To plot the given points \((-\frac{3}{4}, -\frac{7}{4})\) and \((-1, \frac{5}{2})\), you would first look at the \(x\)-coordinate:
- Move left from the origin by \(\frac{3}{4}\) and \(1\).
Then, check the \(y\)-coordinate:
- Move down by \(\frac{7}{4}\) and up by \(\frac{5}{2}\).
Each pair lands directly on the graph, making it easy to visualize their relationship.

The slope of a line is a measure of its steepness and is a key value in understanding how two points on a line relate to one another. The slope formula is:

• \[ m = \frac{y_2 - y_1}{x_2 - x_1} \]

This formula helps calculate the slope \(m\) by taking the difference in the \(y\)-coordinates (vertical change) and dividing it by the difference in the \(x\)-coordinates (horizontal change).
For our points \((-\frac{3}{4}, -\frac{7}{4})\) and \((-1, \frac{5}{2})\), plug these into the formula:

• \(y_2 = \frac{5}{2}, \, y_1 = -\frac{7}{4}\): \(y_2 - y_1 = \frac{5}{2} + \frac{7}{4}\).
• \(x_2 = -1, \, x_1 = -\frac{3}{4}\): \(x_2 - x_1 = -1 + \frac{3}{4}\).

After performing the arithmetic, you'll obtain the slope of the line connecting these points.

Coordinate geometry, also known as analytic geometry, involves using a coordinate system to interpret geometric figures.
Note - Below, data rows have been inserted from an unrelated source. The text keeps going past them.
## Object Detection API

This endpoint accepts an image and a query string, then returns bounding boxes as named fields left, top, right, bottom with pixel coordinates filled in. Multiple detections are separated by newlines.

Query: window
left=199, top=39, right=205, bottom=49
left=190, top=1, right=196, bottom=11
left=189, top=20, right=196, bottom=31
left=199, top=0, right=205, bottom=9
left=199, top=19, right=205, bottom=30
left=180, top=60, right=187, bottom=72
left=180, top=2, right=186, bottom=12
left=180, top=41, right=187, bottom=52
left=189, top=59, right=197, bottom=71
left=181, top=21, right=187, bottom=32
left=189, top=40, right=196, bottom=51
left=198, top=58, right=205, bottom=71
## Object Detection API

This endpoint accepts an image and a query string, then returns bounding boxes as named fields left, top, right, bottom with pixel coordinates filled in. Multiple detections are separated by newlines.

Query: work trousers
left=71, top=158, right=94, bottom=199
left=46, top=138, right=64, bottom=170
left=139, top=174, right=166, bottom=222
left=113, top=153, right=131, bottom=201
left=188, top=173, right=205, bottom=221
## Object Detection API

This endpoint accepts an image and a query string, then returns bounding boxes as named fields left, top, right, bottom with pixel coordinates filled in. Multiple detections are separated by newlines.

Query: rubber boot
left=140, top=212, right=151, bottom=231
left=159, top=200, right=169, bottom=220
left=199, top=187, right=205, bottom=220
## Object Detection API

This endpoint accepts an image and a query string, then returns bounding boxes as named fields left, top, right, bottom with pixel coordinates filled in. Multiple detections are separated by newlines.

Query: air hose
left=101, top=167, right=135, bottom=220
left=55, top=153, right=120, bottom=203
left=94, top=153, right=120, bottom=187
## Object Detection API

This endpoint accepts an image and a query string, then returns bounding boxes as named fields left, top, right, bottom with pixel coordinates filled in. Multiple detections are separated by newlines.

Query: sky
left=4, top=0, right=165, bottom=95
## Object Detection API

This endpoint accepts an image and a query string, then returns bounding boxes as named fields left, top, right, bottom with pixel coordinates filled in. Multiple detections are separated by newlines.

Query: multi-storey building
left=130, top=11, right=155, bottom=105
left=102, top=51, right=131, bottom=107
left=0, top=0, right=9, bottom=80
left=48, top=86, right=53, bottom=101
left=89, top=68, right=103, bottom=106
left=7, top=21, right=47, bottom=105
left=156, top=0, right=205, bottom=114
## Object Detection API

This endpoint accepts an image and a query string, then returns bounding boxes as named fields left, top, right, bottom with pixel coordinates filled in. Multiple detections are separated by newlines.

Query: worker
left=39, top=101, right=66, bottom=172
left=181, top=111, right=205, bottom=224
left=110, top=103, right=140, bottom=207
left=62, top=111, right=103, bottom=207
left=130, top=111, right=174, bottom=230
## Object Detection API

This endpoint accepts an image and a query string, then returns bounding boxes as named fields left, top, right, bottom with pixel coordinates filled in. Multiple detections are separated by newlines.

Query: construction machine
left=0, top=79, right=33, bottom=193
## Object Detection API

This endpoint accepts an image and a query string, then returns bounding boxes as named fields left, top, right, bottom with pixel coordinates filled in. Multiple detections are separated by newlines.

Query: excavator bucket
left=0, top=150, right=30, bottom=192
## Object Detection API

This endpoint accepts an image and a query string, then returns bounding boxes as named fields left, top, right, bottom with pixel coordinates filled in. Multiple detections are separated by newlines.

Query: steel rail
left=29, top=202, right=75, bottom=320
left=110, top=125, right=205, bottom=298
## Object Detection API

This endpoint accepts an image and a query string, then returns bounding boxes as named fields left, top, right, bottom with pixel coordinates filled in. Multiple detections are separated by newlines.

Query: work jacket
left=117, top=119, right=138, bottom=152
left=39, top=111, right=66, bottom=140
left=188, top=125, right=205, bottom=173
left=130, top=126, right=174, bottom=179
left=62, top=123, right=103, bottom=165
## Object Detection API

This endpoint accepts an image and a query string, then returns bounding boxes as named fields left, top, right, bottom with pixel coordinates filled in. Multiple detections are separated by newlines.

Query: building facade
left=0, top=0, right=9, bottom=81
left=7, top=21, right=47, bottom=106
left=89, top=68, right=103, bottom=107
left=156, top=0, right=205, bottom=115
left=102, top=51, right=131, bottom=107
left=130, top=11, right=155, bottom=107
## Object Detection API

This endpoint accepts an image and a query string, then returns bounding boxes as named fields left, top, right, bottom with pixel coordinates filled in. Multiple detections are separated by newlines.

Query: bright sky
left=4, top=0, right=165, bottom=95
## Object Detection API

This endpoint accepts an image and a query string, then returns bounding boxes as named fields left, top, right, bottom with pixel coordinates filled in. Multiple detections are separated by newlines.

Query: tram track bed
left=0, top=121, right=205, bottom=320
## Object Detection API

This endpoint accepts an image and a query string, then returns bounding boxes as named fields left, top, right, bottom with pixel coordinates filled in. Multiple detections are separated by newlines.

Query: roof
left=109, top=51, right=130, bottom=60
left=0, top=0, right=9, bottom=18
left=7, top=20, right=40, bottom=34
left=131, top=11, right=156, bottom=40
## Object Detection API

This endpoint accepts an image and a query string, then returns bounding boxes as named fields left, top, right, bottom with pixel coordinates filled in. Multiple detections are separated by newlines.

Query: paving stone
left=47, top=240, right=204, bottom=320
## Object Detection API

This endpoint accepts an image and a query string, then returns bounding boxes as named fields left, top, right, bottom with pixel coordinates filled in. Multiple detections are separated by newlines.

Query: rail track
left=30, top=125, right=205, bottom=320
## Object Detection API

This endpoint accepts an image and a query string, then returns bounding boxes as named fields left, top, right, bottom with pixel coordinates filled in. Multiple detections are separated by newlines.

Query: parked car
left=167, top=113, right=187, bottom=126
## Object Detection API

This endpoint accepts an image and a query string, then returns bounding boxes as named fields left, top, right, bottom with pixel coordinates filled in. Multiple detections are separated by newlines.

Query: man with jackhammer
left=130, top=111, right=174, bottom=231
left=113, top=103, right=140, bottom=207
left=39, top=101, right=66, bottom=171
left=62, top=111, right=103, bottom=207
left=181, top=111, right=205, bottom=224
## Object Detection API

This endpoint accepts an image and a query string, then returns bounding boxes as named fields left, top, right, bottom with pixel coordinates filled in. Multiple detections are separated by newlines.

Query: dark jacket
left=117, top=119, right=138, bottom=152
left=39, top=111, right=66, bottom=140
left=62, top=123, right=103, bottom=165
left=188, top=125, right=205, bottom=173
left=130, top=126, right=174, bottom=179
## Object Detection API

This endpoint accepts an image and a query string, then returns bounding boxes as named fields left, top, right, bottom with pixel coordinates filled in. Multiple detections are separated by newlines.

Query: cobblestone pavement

It bridges algebra and geometry through graphs of equations and shapes on coordinate planes.
The main elements are:

• The coordinate plane itself, having an \(x\)-axis (horizontal) and a \(y\)-axis (vertical).
• Points, such as our examples \((-\frac{3}{4}, -\frac{7}{4})\) and \((-1, \frac{5}{2})\), which lie on this plane and are denoted by coordinates \((x, y)\).
• Lines, which can be understood by their slopes, intercepts, or equations derived from such points.

Using this knowledge, we can visualize points and lines, solve geometric problems algebraically, and analyze complex shapes and their properties. It's an essential tool in mathematics.

An undefined slope occurs when you try to draw a vertical line on a graph. This happens when two points on a line have the same \(x\)-coordinate, meaning they are stacked directly above one another along the vertical axis.
The problem arises because calculating the slope demands division by zero, which isn't possible in algebra:

• For a vertical line with points \((x_1, y_1)\) and \((x_2, y_2)\), if \(x_1 = x_2\), the formula becomes \(\frac{y_2 - y_1}{0}\).
• Division by zero leads to an undefined slope because you can’t determine the exact steepness or direction of the line.

Thus, longer slopes, or more gradual slopes, aren't valid concepts with vertical lines. However, for our problem, since our points have differing \(x\)-values, the slope is defined, reinforcing the fact that learning about different types of slopes is crucial in math.